Market experts say that in the aforementioned scenario, the market and insurance regulators may take a dim view of the common shareholding of the public sector life insurer and the public sector bank as they will be seen as acting in concert.

Moreover, they feel that in case loans given by the insurance behemoth and the bank to the same entities in India Inc turn sour, it could have implications for the former as policy-holders’ funds will be at stake.

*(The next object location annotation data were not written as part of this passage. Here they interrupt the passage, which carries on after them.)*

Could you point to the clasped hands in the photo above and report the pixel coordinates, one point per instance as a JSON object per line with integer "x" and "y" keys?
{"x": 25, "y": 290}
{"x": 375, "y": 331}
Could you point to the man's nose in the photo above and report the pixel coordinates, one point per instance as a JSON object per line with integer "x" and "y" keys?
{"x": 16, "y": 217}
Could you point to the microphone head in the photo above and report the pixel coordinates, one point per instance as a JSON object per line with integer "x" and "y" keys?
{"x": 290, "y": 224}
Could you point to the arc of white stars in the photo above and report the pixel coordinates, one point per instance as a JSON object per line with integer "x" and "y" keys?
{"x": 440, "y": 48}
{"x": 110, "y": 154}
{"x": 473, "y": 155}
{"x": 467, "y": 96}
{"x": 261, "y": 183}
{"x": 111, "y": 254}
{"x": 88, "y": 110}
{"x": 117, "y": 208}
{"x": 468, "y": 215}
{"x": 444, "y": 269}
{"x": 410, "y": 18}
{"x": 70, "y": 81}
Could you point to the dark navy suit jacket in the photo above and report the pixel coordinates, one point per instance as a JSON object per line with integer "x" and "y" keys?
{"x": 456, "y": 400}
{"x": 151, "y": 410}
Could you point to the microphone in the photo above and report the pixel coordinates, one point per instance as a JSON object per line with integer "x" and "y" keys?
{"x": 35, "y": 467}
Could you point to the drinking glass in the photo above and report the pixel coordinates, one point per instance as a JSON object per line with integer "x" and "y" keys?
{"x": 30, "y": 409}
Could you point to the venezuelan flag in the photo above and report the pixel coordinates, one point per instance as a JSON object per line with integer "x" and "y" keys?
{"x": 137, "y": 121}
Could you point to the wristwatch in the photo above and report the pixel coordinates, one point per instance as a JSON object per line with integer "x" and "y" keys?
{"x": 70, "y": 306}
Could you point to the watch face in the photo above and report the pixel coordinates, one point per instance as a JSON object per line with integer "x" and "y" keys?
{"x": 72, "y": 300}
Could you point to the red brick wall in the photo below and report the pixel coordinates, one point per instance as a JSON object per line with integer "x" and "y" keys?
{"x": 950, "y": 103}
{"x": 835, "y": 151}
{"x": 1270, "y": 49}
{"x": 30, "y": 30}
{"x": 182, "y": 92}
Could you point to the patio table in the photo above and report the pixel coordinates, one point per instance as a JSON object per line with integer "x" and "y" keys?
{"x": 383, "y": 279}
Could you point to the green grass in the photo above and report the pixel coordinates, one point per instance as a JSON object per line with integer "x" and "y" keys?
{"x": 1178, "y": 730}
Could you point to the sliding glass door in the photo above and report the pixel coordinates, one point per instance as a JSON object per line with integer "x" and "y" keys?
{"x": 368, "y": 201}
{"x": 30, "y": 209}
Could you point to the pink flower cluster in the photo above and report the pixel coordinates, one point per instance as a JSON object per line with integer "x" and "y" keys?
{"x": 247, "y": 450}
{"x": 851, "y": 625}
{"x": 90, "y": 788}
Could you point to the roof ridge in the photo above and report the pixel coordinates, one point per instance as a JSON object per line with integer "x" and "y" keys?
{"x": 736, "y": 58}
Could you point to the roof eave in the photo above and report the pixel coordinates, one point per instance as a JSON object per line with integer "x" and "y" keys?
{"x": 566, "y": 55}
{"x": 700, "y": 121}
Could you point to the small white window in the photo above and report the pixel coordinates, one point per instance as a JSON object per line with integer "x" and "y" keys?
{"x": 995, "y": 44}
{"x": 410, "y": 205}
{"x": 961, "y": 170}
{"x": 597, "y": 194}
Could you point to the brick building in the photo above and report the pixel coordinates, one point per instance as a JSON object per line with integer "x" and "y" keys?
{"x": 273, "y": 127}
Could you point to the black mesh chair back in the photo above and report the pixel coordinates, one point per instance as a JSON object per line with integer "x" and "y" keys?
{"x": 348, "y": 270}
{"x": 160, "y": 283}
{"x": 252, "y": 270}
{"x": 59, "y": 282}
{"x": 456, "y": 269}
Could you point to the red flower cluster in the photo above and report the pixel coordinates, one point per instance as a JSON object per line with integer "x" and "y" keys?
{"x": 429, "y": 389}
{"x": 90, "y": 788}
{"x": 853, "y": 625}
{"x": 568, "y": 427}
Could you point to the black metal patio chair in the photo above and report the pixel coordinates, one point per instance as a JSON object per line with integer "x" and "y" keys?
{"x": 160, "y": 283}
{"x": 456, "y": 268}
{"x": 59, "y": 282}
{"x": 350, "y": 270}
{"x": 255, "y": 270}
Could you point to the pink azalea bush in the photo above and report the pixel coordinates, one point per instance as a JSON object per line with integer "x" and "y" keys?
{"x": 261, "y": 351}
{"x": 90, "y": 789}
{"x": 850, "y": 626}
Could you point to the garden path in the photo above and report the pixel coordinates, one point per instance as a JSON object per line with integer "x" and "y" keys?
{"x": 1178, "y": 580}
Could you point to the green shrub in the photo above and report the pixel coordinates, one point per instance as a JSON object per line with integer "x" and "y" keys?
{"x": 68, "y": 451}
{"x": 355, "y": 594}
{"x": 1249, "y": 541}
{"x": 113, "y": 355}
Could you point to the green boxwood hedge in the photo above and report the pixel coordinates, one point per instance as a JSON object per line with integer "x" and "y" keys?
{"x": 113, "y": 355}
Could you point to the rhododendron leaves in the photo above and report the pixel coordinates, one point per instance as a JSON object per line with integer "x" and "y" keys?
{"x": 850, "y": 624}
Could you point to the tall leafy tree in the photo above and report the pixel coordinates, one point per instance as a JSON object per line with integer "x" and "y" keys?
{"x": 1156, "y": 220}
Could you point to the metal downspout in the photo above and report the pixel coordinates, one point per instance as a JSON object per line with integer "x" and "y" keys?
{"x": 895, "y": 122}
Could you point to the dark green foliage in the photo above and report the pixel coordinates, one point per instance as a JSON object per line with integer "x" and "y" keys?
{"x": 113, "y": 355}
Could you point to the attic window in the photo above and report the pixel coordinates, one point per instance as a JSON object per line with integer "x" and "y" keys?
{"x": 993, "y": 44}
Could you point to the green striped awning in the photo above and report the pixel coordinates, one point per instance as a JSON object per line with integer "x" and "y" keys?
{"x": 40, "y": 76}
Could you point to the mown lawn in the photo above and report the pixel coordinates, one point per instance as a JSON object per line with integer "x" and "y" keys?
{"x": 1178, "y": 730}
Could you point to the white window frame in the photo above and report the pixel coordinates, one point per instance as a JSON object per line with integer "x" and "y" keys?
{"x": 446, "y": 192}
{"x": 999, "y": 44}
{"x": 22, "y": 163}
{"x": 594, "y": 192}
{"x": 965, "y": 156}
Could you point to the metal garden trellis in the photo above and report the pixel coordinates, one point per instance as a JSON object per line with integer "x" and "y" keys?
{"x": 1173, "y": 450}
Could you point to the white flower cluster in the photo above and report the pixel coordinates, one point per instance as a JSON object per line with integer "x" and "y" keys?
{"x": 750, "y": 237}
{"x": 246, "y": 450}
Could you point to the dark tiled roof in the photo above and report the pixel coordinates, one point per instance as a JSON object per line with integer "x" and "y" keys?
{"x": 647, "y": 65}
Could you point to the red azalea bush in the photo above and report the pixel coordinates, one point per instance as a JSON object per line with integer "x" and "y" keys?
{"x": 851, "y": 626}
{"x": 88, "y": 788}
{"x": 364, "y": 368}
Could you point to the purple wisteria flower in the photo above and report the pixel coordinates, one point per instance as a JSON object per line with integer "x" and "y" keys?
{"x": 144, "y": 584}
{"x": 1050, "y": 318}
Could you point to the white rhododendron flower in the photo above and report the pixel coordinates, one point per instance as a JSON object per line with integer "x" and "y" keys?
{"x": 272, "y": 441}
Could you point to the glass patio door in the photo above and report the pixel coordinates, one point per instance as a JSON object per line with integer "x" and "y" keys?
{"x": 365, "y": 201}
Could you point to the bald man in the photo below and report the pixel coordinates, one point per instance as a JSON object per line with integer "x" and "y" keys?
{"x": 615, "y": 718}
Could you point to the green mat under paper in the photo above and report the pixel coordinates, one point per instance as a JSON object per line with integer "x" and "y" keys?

Further, if the life insurer acquires a 40 per cent stake in IDBI Bank, it may have to shed its stakes in other banks. As of March-end 2018, LIC had stakes in a host of banks, including State Bank of India (9.98 per cent), ICICI Bank (12.38 per cent), Axis Bank (14 per cent), Punjab National Bank (12.24 per cent), Corporation Bank (13.03 per cent) and Bank of India (8.77 per cent).

Experts underscore that the banking regulator may not be comfortable with an insurer holding a large stake in a bank and at the same time having stakes in a slew of banks.

As at March-end 2018, the government and LIC held 80.96 per cent and 10.82 per cent, respectively, in IDBI Bank.

IDBI Bank is grappling with bad loans, which have reached 27.95 per cent of its gross advances. It needs a huge amount of capital to clean up its balance sheet and meet minimum regulatory capital requirements.

In FY2018, the bank received a capital infusion amounting to ₹12,865 crore (₹4,590 crore from the government; ₹7,881 crore again from the government via recapitalisation bonds; and ₹394 crore from LIC).